Youth Homicide Rates by Race in the U.S.

By Alex B. Berezow

The George Zimmerman trial has refocused the national dialogue on race relations in America. Last week, President Barack Obama weighed in, saying, "African American young men are disproportionately involved in the criminal justice system... they’re disproportionately both victims and perpetrators of violence." Is he correct?

Yes. A new study released by the CDC provides data on homicide rates among American youth (aged 10-24) by race/ethnicity. (See graph.)

Before analyzing this graph, it is worth noting that homicide disproportionately affects American youths. Murder is usually a top 3 leading cause of death in youths, but it is not in the top 10 for the American population as a whole. Specifically, the youth homicide rate in 2010 was 7.5 per 100,000, while the homicide rate for the entire population was 5.3 per 100,000.

There is also a huge disparity in the youth homicide rate (per 100,000) between races in 2010:

Blacks: 28.8
Hispanics: 7.9
Whites: 2.1

Thus, the homicide rate among black youths is nearly 400% higher than the overall youth homicide rate; the homicide rate among Hispanic youths is similar to the overall youth homicide rate; and the homicide rate among white youths is 72% lower than the overall youth homicide rate. Indeed, this indicates that homicide disproportionately affects black youths.
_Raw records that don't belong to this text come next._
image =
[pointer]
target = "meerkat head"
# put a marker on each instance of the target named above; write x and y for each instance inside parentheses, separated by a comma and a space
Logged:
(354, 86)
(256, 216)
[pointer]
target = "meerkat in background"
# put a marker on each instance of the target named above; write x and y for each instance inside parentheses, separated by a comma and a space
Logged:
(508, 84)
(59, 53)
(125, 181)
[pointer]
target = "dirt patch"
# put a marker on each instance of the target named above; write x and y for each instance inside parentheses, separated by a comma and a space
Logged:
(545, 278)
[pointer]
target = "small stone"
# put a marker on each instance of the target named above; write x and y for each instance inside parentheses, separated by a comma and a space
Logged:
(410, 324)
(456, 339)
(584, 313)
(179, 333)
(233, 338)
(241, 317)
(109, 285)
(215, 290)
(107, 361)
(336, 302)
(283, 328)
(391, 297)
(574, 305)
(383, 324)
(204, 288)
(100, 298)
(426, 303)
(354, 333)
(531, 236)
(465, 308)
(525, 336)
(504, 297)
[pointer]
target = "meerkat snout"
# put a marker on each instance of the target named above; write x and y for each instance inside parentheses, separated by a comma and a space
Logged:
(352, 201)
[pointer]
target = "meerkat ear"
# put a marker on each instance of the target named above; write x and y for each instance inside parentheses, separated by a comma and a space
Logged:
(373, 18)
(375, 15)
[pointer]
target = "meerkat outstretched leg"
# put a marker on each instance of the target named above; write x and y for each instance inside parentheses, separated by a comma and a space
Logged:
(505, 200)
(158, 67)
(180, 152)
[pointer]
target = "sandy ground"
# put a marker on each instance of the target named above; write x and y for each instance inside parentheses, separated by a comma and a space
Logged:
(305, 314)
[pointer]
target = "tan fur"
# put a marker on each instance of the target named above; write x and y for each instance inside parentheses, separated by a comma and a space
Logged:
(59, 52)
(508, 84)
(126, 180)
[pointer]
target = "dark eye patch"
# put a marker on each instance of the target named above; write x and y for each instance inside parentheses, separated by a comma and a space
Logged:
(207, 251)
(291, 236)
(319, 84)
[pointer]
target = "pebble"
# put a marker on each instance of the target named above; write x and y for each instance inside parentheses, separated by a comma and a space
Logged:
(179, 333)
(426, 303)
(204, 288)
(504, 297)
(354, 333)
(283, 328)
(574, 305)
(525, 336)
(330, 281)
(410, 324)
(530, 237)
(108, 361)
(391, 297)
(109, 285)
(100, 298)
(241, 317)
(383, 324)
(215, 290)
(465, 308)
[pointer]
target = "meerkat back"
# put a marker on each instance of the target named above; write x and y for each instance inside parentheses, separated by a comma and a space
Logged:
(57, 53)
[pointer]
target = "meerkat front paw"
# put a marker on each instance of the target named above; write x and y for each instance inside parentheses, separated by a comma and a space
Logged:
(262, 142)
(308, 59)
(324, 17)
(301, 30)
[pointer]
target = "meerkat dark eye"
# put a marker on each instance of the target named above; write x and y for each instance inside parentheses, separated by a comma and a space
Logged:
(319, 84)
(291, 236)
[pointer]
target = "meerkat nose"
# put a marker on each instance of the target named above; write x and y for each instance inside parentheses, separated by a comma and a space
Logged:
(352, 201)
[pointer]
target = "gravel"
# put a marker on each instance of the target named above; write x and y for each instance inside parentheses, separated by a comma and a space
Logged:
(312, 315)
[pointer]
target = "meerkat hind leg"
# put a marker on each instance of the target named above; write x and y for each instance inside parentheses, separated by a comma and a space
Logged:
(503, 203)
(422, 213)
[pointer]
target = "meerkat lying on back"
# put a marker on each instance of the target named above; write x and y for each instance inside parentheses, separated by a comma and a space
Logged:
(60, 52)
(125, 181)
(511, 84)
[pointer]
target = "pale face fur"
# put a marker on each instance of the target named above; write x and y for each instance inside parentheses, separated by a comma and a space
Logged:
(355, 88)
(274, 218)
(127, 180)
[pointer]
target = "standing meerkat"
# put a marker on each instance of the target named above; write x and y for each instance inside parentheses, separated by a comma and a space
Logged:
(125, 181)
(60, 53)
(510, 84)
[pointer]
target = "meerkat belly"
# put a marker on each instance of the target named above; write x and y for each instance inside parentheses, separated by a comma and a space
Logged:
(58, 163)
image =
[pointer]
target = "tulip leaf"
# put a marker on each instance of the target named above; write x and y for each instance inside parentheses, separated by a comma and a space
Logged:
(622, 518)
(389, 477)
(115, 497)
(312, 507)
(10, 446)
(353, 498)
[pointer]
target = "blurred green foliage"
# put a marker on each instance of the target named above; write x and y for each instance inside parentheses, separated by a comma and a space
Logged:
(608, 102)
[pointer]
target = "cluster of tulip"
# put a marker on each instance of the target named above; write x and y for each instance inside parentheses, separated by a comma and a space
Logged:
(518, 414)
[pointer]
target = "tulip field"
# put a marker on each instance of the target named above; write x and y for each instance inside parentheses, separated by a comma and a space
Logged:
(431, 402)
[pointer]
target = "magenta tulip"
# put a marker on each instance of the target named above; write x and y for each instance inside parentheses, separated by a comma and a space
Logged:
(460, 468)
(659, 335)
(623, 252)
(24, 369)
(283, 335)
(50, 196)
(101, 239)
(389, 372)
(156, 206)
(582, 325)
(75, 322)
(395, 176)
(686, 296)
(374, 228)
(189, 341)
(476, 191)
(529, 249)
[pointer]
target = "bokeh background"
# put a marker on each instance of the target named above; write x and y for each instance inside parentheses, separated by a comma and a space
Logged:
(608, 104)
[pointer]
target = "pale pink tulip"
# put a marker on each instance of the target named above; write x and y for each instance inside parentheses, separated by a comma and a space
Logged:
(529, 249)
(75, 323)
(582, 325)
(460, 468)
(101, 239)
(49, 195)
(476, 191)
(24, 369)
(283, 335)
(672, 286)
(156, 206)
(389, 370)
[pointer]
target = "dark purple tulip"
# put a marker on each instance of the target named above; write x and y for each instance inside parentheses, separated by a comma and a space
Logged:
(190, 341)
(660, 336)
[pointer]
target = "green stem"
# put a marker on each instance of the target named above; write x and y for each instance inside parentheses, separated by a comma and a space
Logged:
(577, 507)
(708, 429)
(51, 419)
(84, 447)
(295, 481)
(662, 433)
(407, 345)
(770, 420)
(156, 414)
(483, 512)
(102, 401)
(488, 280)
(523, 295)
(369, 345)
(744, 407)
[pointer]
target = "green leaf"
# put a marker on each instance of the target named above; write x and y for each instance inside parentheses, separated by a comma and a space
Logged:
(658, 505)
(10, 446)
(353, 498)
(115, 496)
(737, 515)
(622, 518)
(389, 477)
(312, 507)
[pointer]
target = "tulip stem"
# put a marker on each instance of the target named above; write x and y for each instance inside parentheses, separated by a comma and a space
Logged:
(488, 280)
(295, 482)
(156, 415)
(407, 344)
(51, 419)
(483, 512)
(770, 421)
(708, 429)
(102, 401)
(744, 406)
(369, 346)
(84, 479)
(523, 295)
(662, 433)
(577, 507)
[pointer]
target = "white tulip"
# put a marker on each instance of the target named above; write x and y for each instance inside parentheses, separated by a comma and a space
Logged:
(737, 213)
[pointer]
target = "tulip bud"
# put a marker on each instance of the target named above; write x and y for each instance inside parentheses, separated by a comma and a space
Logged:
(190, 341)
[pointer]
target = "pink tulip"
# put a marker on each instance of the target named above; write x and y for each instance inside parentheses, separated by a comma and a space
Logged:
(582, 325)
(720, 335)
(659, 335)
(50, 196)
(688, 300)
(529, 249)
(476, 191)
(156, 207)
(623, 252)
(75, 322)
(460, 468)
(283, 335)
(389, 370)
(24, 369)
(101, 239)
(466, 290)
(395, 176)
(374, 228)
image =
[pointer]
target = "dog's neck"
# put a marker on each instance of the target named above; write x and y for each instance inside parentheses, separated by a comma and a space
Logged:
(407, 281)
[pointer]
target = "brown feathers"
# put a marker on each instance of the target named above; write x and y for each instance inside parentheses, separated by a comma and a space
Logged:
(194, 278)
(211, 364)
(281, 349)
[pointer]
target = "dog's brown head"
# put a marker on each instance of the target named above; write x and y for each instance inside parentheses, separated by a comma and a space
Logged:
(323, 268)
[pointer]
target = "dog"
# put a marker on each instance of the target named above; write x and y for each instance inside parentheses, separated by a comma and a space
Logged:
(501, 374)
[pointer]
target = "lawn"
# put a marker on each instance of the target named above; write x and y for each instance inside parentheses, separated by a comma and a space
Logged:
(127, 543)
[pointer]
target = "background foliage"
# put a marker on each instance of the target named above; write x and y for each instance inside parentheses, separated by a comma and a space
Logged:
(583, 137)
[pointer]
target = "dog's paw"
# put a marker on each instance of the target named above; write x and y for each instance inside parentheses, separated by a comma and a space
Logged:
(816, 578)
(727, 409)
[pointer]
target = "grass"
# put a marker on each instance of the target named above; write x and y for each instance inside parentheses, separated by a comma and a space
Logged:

Additionally, in August 2012, the Wall Street Journal reported:

Homicide victims usually are killed by people of their own race and ethnicity. The pattern goes back at least a generation.

Bureau of Justice Statistics data show that from 1976 to 2005, white victims were killed by white defendants 86% of the time and black victims were killed by blacks 94% of the time.

So President Obama was completely correct in indicating that violent crime is a particular problem among black youths in America.